Walker: As I researched education theory, I became interested in Lev Vygotsky's Zone of Proximal Development,which describes a distance between an actual developmental level as determined by what an individual can learn independently and a potential developmental level that is determined by that individual's collaboration with peers.
Individuals within the sculpture will be in close proximity to each other, just as the elements of the sculpture are gathered together. Perhaps within the space of the sculpture, this abstract distance of learning potentials will also be manifest. The title, Proximal Ring, is also an allusion to the council rings described above.
Q: How do you think it will complement the building?
Walker: My hope is that the sculpture will create a delicate visual point of interest. The new east wing of the building responds to the massing, window composition and horizontal datum lines of the existing building without imitating it. This contemporary response by the architects was inspiring to me in re-interpreting the traditional council rings artistically.

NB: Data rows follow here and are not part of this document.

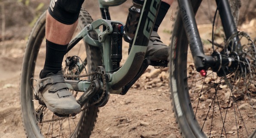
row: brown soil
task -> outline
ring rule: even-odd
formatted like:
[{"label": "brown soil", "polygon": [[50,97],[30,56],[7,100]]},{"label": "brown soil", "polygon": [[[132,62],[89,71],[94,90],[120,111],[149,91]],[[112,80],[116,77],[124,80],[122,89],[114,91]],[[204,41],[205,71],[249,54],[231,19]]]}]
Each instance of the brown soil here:
[{"label": "brown soil", "polygon": [[[46,3],[48,0],[43,2]],[[85,5],[94,19],[100,17],[99,12],[95,12],[96,3],[95,1]],[[125,23],[127,9],[131,4],[129,1],[123,6],[111,7],[112,19]],[[166,43],[170,43],[170,25],[173,22],[171,18],[175,15],[176,5],[175,3],[172,6],[159,29],[161,39]],[[206,18],[202,17],[200,23],[209,23],[205,21]],[[244,25],[240,29],[245,30],[253,38],[256,37],[256,23],[251,24]],[[167,25],[170,27],[165,28]],[[202,26],[204,32],[211,31],[206,27],[208,26]],[[30,29],[26,29],[27,34]],[[26,136],[22,121],[19,81],[26,41],[15,40],[13,38],[17,38],[16,35],[10,35],[6,38],[9,40],[0,42],[0,137],[11,133],[12,137],[10,138],[23,138]],[[124,59],[127,49],[128,45],[125,43]],[[144,74],[126,95],[111,95],[108,104],[100,109],[92,138],[180,138],[172,112],[166,74],[167,70],[149,67],[148,73],[151,74],[150,75]],[[148,77],[153,74],[156,74],[154,77]]]}]

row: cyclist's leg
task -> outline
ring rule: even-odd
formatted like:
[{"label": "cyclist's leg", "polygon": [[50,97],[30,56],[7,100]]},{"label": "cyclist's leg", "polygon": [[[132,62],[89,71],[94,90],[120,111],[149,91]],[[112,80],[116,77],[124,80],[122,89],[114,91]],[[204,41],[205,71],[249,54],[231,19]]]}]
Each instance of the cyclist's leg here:
[{"label": "cyclist's leg", "polygon": [[161,3],[146,53],[146,57],[151,61],[157,61],[167,60],[168,58],[169,47],[167,47],[167,46],[161,41],[157,32],[173,0],[163,0]]},{"label": "cyclist's leg", "polygon": [[80,105],[65,83],[62,63],[68,43],[77,24],[83,0],[52,0],[46,14],[46,51],[40,75],[37,92],[52,112],[59,114],[78,113]]}]

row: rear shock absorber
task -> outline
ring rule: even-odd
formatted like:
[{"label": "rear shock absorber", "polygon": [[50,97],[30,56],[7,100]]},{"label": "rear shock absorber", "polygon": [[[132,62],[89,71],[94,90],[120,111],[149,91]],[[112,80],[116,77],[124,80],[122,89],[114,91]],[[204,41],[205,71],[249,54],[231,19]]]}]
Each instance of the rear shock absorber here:
[{"label": "rear shock absorber", "polygon": [[113,69],[120,67],[122,59],[122,44],[123,26],[119,24],[113,24],[111,39],[111,60]]}]

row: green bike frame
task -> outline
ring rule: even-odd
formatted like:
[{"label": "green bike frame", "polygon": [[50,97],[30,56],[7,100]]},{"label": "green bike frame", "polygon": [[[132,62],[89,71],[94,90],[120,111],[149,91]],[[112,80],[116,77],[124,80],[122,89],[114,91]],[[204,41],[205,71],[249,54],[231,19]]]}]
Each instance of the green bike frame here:
[{"label": "green bike frame", "polygon": [[[99,5],[100,8],[108,11],[109,6],[118,6],[125,1],[126,0],[99,0]],[[144,60],[149,37],[160,2],[160,0],[145,0],[132,49],[126,61],[117,71],[110,73],[113,69],[111,60],[111,37],[110,34],[113,31],[112,24],[124,25],[120,21],[99,19],[88,25],[71,41],[67,52],[82,39],[92,46],[99,47],[103,51],[102,59],[105,71],[108,76],[107,91],[111,94],[121,93],[123,87],[136,77]],[[99,29],[99,27],[102,25],[105,28],[103,31]],[[88,35],[89,32],[93,31],[97,32],[98,40],[93,39]],[[85,92],[90,83],[90,81],[88,80],[76,82],[67,80],[67,84],[70,89],[81,92]],[[76,83],[77,84],[74,86],[74,84]]]}]

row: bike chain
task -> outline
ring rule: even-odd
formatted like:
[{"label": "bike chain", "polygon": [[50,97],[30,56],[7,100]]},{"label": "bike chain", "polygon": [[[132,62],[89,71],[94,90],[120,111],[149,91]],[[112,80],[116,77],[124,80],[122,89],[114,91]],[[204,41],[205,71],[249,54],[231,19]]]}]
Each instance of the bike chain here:
[{"label": "bike chain", "polygon": [[[89,105],[89,106],[88,106],[86,107],[86,108],[92,106],[94,105],[95,105],[95,104],[99,103],[100,102],[100,101],[102,99],[104,96],[105,96],[105,95],[106,93],[106,88],[107,87],[107,84],[106,84],[107,83],[106,83],[106,81],[105,74],[104,74],[103,73],[100,73],[99,72],[94,72],[90,73],[90,74],[87,74],[86,75],[64,75],[64,74],[63,74],[63,76],[64,77],[69,77],[69,78],[82,78],[82,77],[89,77],[90,76],[93,76],[93,75],[95,75],[95,74],[100,75],[101,76],[101,77],[102,79],[102,82],[103,82],[103,92],[102,92],[102,95],[99,98],[99,100],[97,100],[97,101],[96,101],[93,102],[93,103],[91,104],[90,105]],[[40,108],[40,109],[39,109],[39,110],[41,110],[41,109],[43,108],[43,106],[42,106],[42,107],[41,107]],[[83,111],[83,110],[84,110],[83,109],[81,110],[81,112]],[[63,120],[64,120],[64,119],[65,119],[67,118],[68,118],[70,117],[73,117],[72,116],[70,115],[68,117],[60,117],[60,118],[59,118],[58,119],[43,121],[40,122],[40,123],[49,123],[49,122],[51,122]]]}]

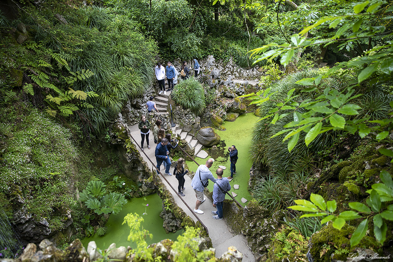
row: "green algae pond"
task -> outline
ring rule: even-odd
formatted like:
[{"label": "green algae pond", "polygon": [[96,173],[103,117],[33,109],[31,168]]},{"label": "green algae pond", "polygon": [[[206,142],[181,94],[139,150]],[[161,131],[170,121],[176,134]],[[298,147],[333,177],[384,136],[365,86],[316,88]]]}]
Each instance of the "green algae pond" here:
[{"label": "green algae pond", "polygon": [[[148,204],[149,205],[147,205]],[[145,221],[142,223],[142,226],[153,235],[152,238],[146,240],[148,244],[157,243],[165,238],[176,240],[178,236],[184,230],[167,234],[162,227],[163,220],[160,217],[160,213],[162,211],[162,201],[156,194],[145,198],[132,198],[123,206],[118,214],[111,215],[109,217],[105,225],[108,228],[105,235],[99,236],[95,234],[83,238],[82,242],[86,249],[89,242],[93,240],[95,241],[97,247],[102,250],[108,248],[112,243],[116,243],[117,247],[123,246],[127,247],[129,246],[133,248],[136,248],[136,244],[127,241],[130,234],[129,228],[126,224],[122,225],[124,217],[129,213],[136,213],[143,218]]]},{"label": "green algae pond", "polygon": [[[252,196],[247,189],[248,181],[250,180],[250,170],[252,165],[252,162],[248,157],[248,150],[251,146],[251,138],[252,127],[259,118],[255,116],[253,113],[249,113],[239,116],[234,122],[224,121],[225,131],[215,130],[221,137],[221,141],[217,145],[217,149],[211,147],[204,148],[203,150],[209,154],[209,156],[204,159],[196,158],[195,161],[200,165],[204,164],[209,158],[212,158],[215,160],[210,171],[216,177],[215,170],[219,168],[219,165],[226,167],[224,170],[223,176],[228,177],[231,175],[230,161],[229,159],[229,152],[228,148],[234,145],[238,151],[239,159],[236,163],[236,174],[233,176],[234,179],[231,181],[231,191],[237,194],[235,199],[241,203],[242,198],[248,200],[252,199]],[[186,161],[189,168],[195,172],[198,166],[193,162]],[[234,185],[239,185],[239,189],[233,189]],[[208,189],[211,192],[213,190],[212,183],[210,183]],[[231,198],[226,195],[226,198]],[[244,205],[246,205],[244,204]]]}]

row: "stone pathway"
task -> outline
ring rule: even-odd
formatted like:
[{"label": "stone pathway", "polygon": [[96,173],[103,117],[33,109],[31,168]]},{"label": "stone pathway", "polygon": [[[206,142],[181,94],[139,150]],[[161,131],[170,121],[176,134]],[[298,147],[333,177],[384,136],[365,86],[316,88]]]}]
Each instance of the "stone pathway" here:
[{"label": "stone pathway", "polygon": [[[168,97],[170,95],[170,92],[167,92],[166,95],[164,95],[163,93],[161,95],[156,97],[155,99],[156,103],[157,104],[157,108],[160,112],[162,112],[162,112],[165,112],[164,111],[165,110],[164,107],[165,106],[165,101],[166,100],[167,107]],[[159,104],[158,102],[160,103],[160,108],[158,107]],[[165,108],[166,108],[166,107]],[[140,143],[140,141],[141,139],[140,132],[138,128],[138,125],[135,125],[132,126],[129,126],[128,127],[130,132],[131,135],[136,141],[138,141],[138,143]],[[200,148],[202,148],[202,145],[198,143],[195,143],[195,141],[194,141],[192,138],[192,137],[188,135],[186,132],[182,132],[181,130],[179,129],[178,128],[176,129],[176,127],[172,128],[174,129],[174,132],[175,134],[180,134],[182,139],[185,138],[186,140],[189,140],[189,143],[191,145],[195,145],[196,147],[198,147],[198,145],[200,145]],[[191,137],[191,138],[190,137]],[[156,145],[153,142],[154,139],[152,134],[149,136],[149,145],[151,147],[151,149],[148,149],[146,141],[144,143],[143,152],[141,152],[139,147],[136,147],[138,151],[139,151],[141,155],[142,156],[145,160],[147,162],[149,167],[151,168],[152,164],[149,161],[147,157],[149,157],[151,159],[154,166],[156,165],[156,158],[154,156]],[[187,141],[189,140],[187,140]],[[140,144],[139,145],[140,145]],[[200,150],[200,148],[199,148],[199,150]],[[196,148],[195,152],[196,152]],[[204,154],[203,153],[201,152],[204,152]],[[204,158],[204,158],[208,156],[207,153],[206,153],[206,152],[203,150],[200,151],[198,154],[206,154]],[[202,164],[204,163],[200,163]],[[163,168],[163,165],[162,165],[160,167],[160,169],[162,172],[163,174],[165,173],[165,169]],[[154,170],[155,169],[154,169]],[[195,170],[194,171],[195,171]],[[170,171],[171,172],[173,172],[173,168],[171,169]],[[177,186],[178,185],[177,180],[174,177],[174,175],[169,176],[164,174],[164,176],[165,176],[165,178],[169,181],[169,183],[171,185],[172,187],[175,189],[174,191],[171,188],[169,184],[161,177],[161,175],[160,175],[159,176],[162,181],[163,183],[165,185],[167,188],[168,189],[169,191],[172,193],[176,204],[182,208],[188,216],[192,218],[196,222],[197,220],[193,212],[187,207],[184,203],[181,200],[180,198],[182,197],[177,194]],[[193,210],[194,208],[195,208],[196,197],[195,196],[195,192],[193,189],[190,185],[191,180],[191,178],[188,176],[185,176],[184,178],[185,179],[185,183],[184,184],[185,190],[183,193],[185,195],[185,196],[183,197],[182,198],[186,203],[187,203],[187,205]],[[225,223],[225,218],[222,220],[216,220],[213,219],[212,217],[213,215],[211,214],[211,211],[215,211],[216,209],[215,208],[213,207],[213,203],[210,200],[206,199],[206,201],[201,204],[199,209],[203,211],[204,213],[202,214],[196,214],[198,216],[199,219],[200,219],[204,224],[208,227],[209,230],[209,236],[211,239],[213,247],[216,249],[216,257],[220,257],[227,250],[227,249],[228,247],[231,246],[233,246],[236,247],[237,250],[243,254],[242,261],[244,262],[254,262],[255,261],[254,255],[247,245],[247,241],[244,236],[242,234],[234,236],[232,233],[231,233],[227,227],[226,224]]]}]

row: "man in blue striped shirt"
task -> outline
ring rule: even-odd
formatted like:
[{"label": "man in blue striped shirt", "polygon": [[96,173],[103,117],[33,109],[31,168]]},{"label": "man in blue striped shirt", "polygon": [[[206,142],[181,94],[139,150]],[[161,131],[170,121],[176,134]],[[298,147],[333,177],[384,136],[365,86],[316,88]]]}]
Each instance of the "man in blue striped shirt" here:
[{"label": "man in blue striped shirt", "polygon": [[215,219],[222,219],[224,217],[222,207],[224,206],[224,200],[225,199],[225,192],[231,190],[229,180],[226,178],[222,178],[224,170],[219,168],[216,171],[217,180],[213,185],[213,206],[217,208],[217,211],[212,211],[215,215]]}]

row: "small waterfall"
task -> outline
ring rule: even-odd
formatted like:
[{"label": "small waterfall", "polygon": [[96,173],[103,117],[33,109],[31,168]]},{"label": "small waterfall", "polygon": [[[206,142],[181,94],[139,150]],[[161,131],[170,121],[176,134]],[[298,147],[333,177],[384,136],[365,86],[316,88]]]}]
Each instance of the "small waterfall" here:
[{"label": "small waterfall", "polygon": [[22,253],[22,242],[4,210],[0,211],[0,258],[14,258]]}]

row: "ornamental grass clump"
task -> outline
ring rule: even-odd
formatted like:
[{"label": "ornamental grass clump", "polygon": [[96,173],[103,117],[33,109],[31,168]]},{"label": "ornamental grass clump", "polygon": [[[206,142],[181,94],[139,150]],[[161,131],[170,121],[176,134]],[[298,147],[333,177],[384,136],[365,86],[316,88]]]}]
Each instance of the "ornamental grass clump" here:
[{"label": "ornamental grass clump", "polygon": [[196,115],[200,114],[206,108],[203,87],[193,77],[180,81],[171,96],[176,104],[191,109]]}]

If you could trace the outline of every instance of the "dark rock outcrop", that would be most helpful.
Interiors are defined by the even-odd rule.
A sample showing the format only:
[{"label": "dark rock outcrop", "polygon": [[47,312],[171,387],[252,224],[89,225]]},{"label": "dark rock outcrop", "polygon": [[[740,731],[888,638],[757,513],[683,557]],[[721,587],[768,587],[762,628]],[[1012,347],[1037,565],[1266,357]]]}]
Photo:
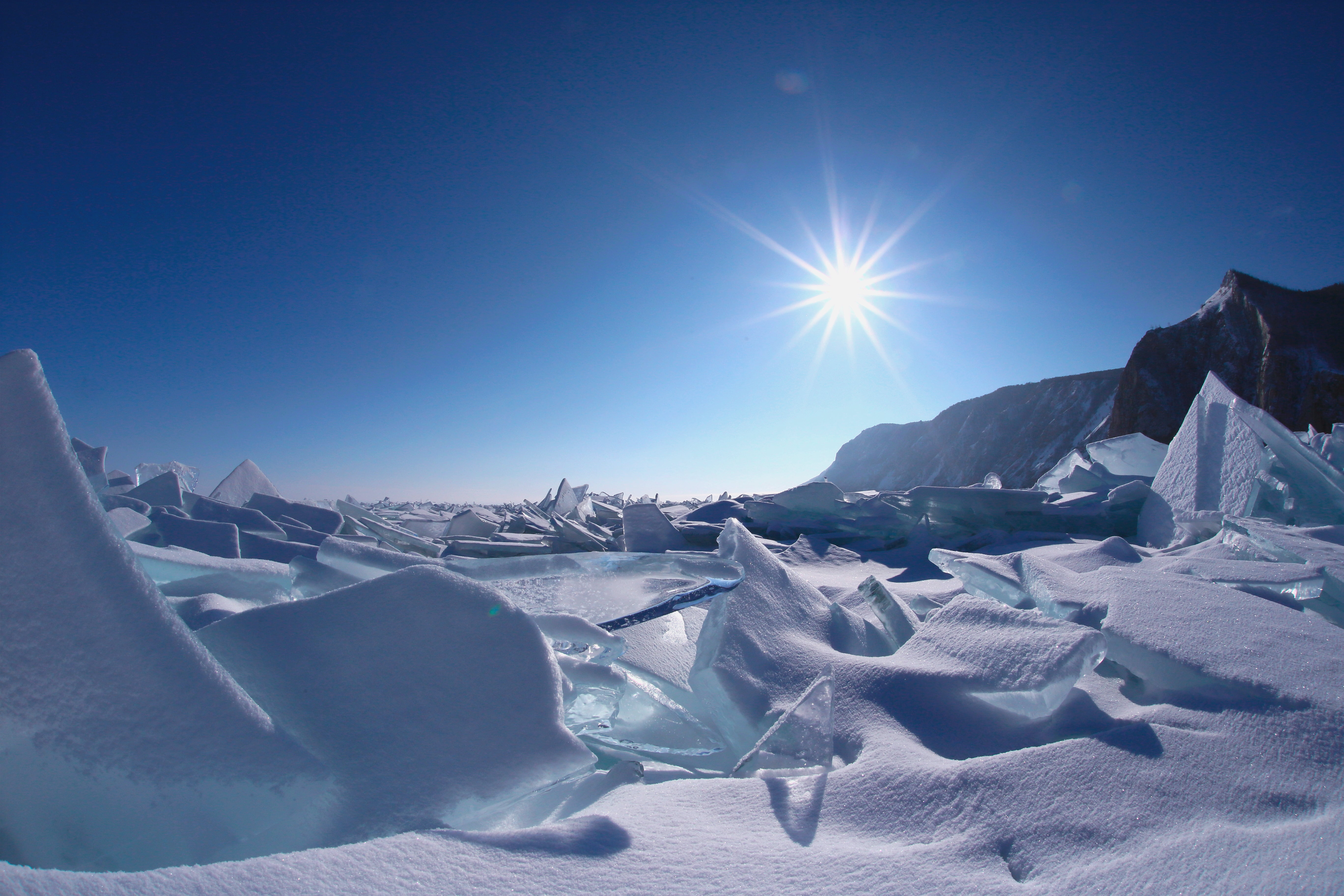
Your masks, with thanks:
[{"label": "dark rock outcrop", "polygon": [[1298,292],[1227,271],[1195,314],[1138,340],[1107,434],[1171,442],[1210,371],[1290,430],[1344,420],[1344,283]]},{"label": "dark rock outcrop", "polygon": [[821,476],[845,492],[970,485],[989,472],[1005,488],[1031,488],[1070,449],[1105,438],[1120,373],[1005,386],[931,420],[879,423],[845,442]]}]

By its tilting, irregularly-spaced poles the sculpture will form a counterpoint to the classical symmetry of both wings. The solidity of eastern wing of the new addition will complement the informal, dance-like quality of the poles and suspended cable. The sculpture's limestone bench will be made from the same variety of limestone used on the exteriors of both the original and new Education Building.
Q: How does this fit into your body of work?
Walker: Many of my artistic explorations have centered on using fibrous materials to define three-dimensional space. The majority of my work relies on found objects or architectural spaces to act as frameworks or looms upon which I make my fiber connections by wrapping, weaving, or otherwise attaching.
In small pieces, I used sewing thread. Because I work with visually non-massive materials, my work is as much about the spaces I am filling as it is the strands that traverse the space. Light and context are part of the work.
In many of my public projects, I am interested in creating spaces that are entered, seen through, walked around, etc. I do not see myself as a creator of solid objects. Proximal Ring is a continuation of this study.
Q: How is it different?
Walker: Instead of using a found object or architectural element to weave, I am designing the framework itself. Further, this framework is a three-dimensional interpretation of a two-dimensional diagram.
Because my work must always literally respond to some kind of structural framework, I am very excited by the possibility of using found concepts, such as the interaction diagrams that inspired Proximal Ring.
Whatever its eventual conceptual content, there is also a pragmatic aspect to my work in that I must be able to somehow weave it. To look at an abstract concept or diagram and imagine how it might literally be woven and how I might make those connections is very challenging. This project has pushed me to a new level in that regard.
Q: How would you like the community to engage with this work?
Walker: Ultimately, I hope that the sculpture is a place of interaction among students and faculty. While the sculpture's form is derived from historic and conceptual elements which may in themselves generate discussion, these are incidental to the many discussions that could take place within this loosely-delineated space.
I am excited to see just how the space is used over time. I could imagine a small seminar meeting in the sculpture on a nice day, or two students discussing a topic of interest. Perhaps the sculpture will be a meeting spot, a marker on the campus. Rather than telling a clear, complete story, I have tried to leave an open framework to be completed by others.